In Jambi these walets (bird houses) are everywhere. A common home for people in Jambi, as well as in other areas of Indonesia, is known by the abbreviation ruko. This type of home consists of a small shop (toko) on the floor level and the home (rumah) on the second floor (rumah-toko, or, house & store). Evidence of this house / store system can still be seen in small towns throughout the United States; stores on the floor level, and an apartment on the second floor. In Indonesia, it is above many of these ruko that an additional 3 or 4th floor is built to become a walet.

Walet Under Construction


1. How long does it take for a swiftlet to build a nest.

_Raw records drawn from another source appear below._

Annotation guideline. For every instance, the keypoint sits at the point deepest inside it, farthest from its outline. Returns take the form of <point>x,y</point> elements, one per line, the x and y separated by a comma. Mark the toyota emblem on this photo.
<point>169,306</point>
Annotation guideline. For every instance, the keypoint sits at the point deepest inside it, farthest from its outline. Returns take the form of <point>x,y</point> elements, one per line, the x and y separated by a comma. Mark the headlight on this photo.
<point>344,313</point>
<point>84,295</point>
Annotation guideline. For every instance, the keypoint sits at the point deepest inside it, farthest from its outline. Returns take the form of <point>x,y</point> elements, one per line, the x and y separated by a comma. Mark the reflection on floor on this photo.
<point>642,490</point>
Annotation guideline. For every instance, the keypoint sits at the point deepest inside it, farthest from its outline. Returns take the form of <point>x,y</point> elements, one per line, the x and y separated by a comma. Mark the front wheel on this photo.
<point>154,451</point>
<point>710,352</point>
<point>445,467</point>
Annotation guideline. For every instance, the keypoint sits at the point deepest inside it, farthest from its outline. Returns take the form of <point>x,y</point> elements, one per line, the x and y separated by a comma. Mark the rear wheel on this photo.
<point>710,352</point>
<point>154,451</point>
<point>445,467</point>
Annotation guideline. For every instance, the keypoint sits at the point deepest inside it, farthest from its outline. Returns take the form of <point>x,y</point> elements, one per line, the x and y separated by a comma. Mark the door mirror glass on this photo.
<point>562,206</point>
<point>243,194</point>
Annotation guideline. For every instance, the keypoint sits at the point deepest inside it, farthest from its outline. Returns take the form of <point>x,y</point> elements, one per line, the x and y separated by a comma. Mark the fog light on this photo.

  • It takes approximately one month for the birds to build their nest.

2. Does the swiftlet build their nests only at certain seasons of the year, or all year long?

  • The birds build their nests all through the year.

3. Are the birds ever given time to lay eggs, or are the nests harvested right away?

  • Yes the birds do lay eggs. Read the below methods of harvesting.

4. Do people eat the eggs?

  • No, the eggs are not eaten. If they are not left to hatch they will be thrown out.

5. Are the nests ever left undisturbed, so eggs will hatch and produce more birds?

  • If additional birds are desired the nests will be undisturbed. After the bird finishes building a nest it will lay eggs after 2-3 days. The eggs will then hatch after 20 days. The chicks will require another 40 days before they can fly, at which time the nest can be harvested.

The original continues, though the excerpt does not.